Zerconids

Slide-mounted male of Zercon gurensis, copyright Holger Müller.


The animal depicted above is a mite of the Zerconidae, one of the numerous families in the major mite clade known as the Mesostigmata. This family is mostly found in soil habitats such as leaf litter, mosses, decaying vegetation, or occasionally in animal nests (Lindquist et al. 2009). The zerconids are restricted to the Northern Hemisphere and are most diverse in temperate to Arctic regions; those species found in tropical parts of the world are restricted to high altitudes away from the hot lowlands (Ujvári 2012). Like many other Mesostigmata, they have the dorsal surface of the body mostly covered by shields of hardened cuticle. In most zerconids, separate shields cover the front (podonotal) and rear (opisthonotal) sections of the dorsum; the opisthonotal shield wraps around the rear margin of the mite and forms a continuous unit with the ventrianal shield that usually protects most of the underside of the mite behind the legs. Among the most noticeable features of the zerconids are two pairs of large openings near the rear of the opisthonotal shield (the four orange-segment-like structures in the photo above). These represent the openings of secretory glands, but I don't know if it has been established just what they're secreting; comparable structures in other mites may secrete pheromones, or defensive chemicals, or oils that prevent debris from sticking to the body. Other features of the zerconids include slender, relatively simple chelicerae that lack the modifications seen in the males of some other Mesostigmata, and peritremes (grooves on the underside of the body that channel air to the openings of the respiratory stigmata) that are relatively short. These peritremes are longer in zerconid nymphs, but become shortened when the mite moults to maturity.

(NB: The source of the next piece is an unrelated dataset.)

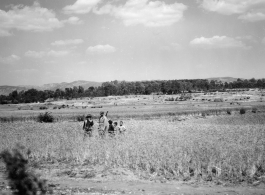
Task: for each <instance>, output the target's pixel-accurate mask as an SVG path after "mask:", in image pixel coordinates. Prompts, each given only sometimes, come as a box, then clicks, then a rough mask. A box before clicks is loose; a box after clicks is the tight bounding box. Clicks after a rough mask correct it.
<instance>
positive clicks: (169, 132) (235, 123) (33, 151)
mask: <svg viewBox="0 0 265 195" xmlns="http://www.w3.org/2000/svg"><path fill="white" fill-rule="evenodd" d="M247 116H248V115H244V116H240V115H238V116H221V117H216V118H208V119H207V118H206V119H197V120H196V119H193V120H189V121H187V122H178V121H174V120H170V119H169V118H164V119H161V120H127V121H125V124H126V127H127V129H128V130H127V132H126V134H125V135H124V136H116V137H115V138H114V139H111V138H106V139H99V138H98V136H97V133H94V137H92V138H91V139H86V140H85V141H83V131H82V123H77V122H76V123H71V122H62V123H54V124H40V123H35V122H26V123H21V122H16V123H12V125H10V124H6V123H2V124H0V129H1V131H0V137H1V142H0V151H2V150H5V149H6V148H12V147H14V146H15V145H16V143H20V144H22V145H24V146H25V147H27V148H29V149H30V150H31V151H32V153H31V155H30V159H31V160H32V161H39V162H44V161H50V162H54V161H59V162H69V161H71V162H76V163H80V164H82V163H84V162H86V163H91V164H95V165H96V164H101V165H105V166H108V167H125V168H129V169H132V170H135V171H140V172H147V173H150V174H157V175H162V176H164V177H166V178H175V179H180V178H182V179H183V178H184V179H185V178H186V179H187V178H191V177H195V178H208V180H209V178H215V177H217V178H222V179H226V180H231V181H244V180H251V179H253V178H258V177H259V176H261V175H262V174H264V173H265V139H264V138H265V128H264V124H265V122H264V120H262V119H264V118H265V115H264V114H258V115H257V114H253V116H254V117H252V115H249V116H250V117H247ZM257 116H259V117H257ZM257 121H259V122H257Z"/></svg>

Zerconids are another of those mite groups where the vast majority of what has been written about them relates to their basic taxonomy, with little yet known about their natural history. Several genera of zerconids are recognised, distinguished by features such as the shape of the body's various shields and the appearance of various setae. The form of their chelicerae indicates that zerconids are predatory like many other Mesostigmata. Because they are mostly found at ground level rather than on vegetation they have not attracted the economic interest of other predatory mites, but those few species that have been observed feeding were chowing down on nematodes. Mating does not appear to have been directly observed in zerconids, but again their anatomy and comparison with other mesostigs allows us to infer that the male fertilises the female by using his chelicerae to pass a spermatophore from his own genital opening on the underside of the body between the legs to hers. Where she then lays her eggs, and how her offspring spend their time to maturity, seem to be questions still awaiting an answer.

REFERENCES

Lindquist, E. E., G. W. Krantz & D. E. Walter. 2009. Order Mesostigmata. In: Krantz, G. W., & D. E. Walter (eds) A Manual of Acarology 3rd ed. pp. 124–232. Texas Tech University Press.

Ujvári, Z. 2012. Draconizercon punctatus gen. et sp. nov., a peculiar zerconid mite (Acari: Mesostigmata: Zerconidae) from Taiwan. Opusc. Zool. Budapest 43 (1): 79–87.